The professor read to the class from this strange little Bible–I had never seen one quite like it.

His translation did not jive with any major English translation–it was just a little different.

He got stuck on some words–he stumbled and offered several synonyms.

Frankly, with his sharp West-Texas accent, I assumed that such difficulties were a reflection of the intelligence level of the prof. (he would have assured me that I was correct).

Then someone told me that he was reading the Greek New Testament. I was a little impressed–I had never met anyone who could read Greek.

Then someone told me that Norman Gipson had NEVER studied Greek–he taught himself to read Greek somewhere during his 65 plus years of preaching the gospel. Along the way he had also studied himself out of abject legalism (he was raised in the “anti” group of Churches of Christ), preached in who-knows how many places, taught at both Bear Valley and Sunset, and endeared himself to everyone who knew him.

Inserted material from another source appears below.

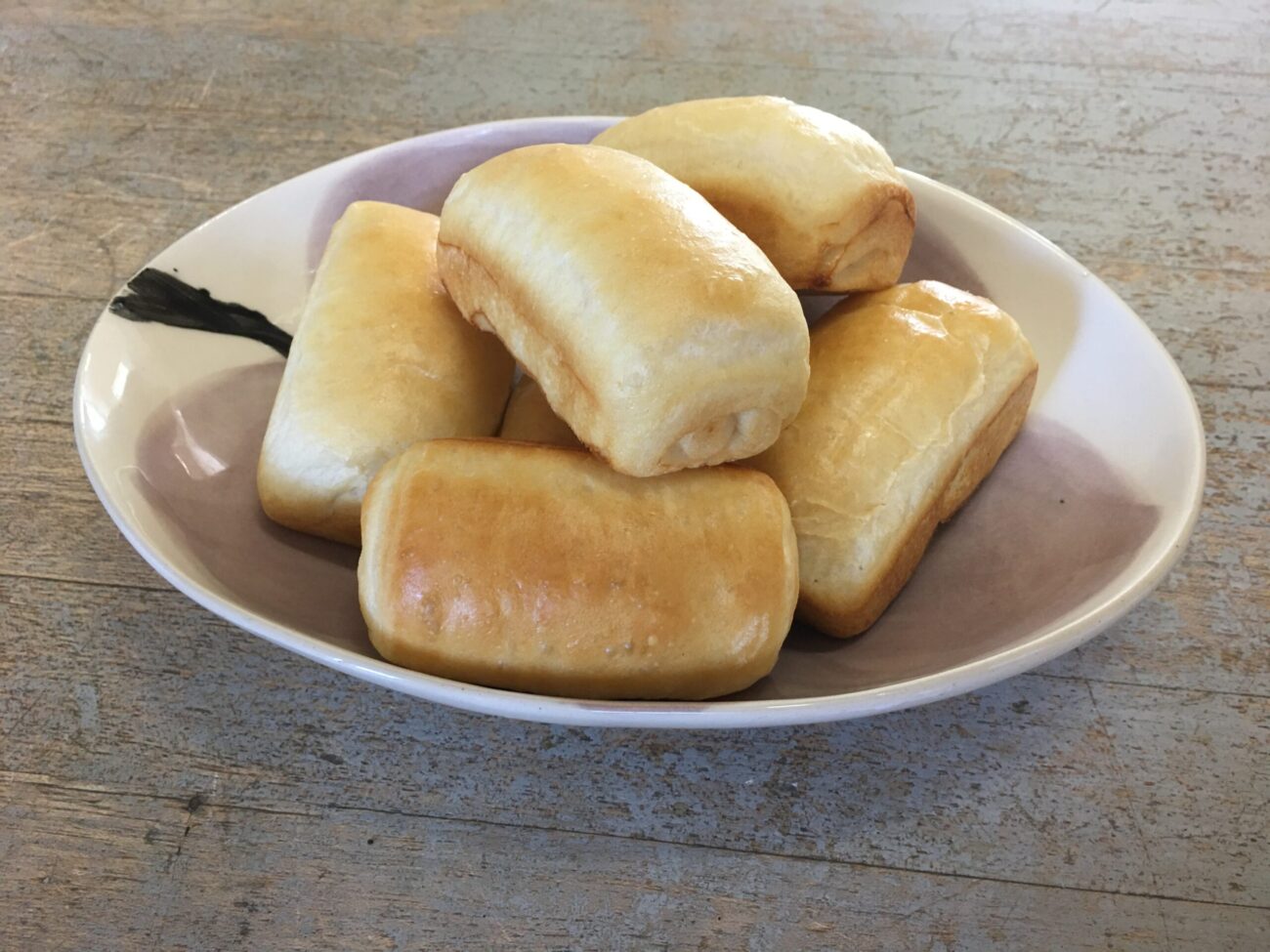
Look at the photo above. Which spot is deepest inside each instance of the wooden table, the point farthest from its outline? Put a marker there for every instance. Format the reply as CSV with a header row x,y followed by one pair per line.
x,y
168,781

When I read the email just now, telling me that Norman had passed away, I immediately opened the lap drawer to my desk. Yup, there it is. A little blue button (that long ago lost its pin) that says, “Think Souls.” Norman gave me that button many years ago. I’ve tried to obey its exhortation.

Norman taught me many things. Here are just a few:

  1. It is death knell, not death nail.
  2. “O do not our suit disdain” is not talking about our wardrobe.
  3. Singing is good for the soul.
  4. Blindly quoting Christian “scholars” is dangerous business.
  5. One can believe the Bible–even be a conservative–and not be angry about it.
  6. Humility is the mark of a true Man of God.

Bye Norman. I will miss you sweet man. But, I’ll see you soon. Until then, keep singing and reading Greek.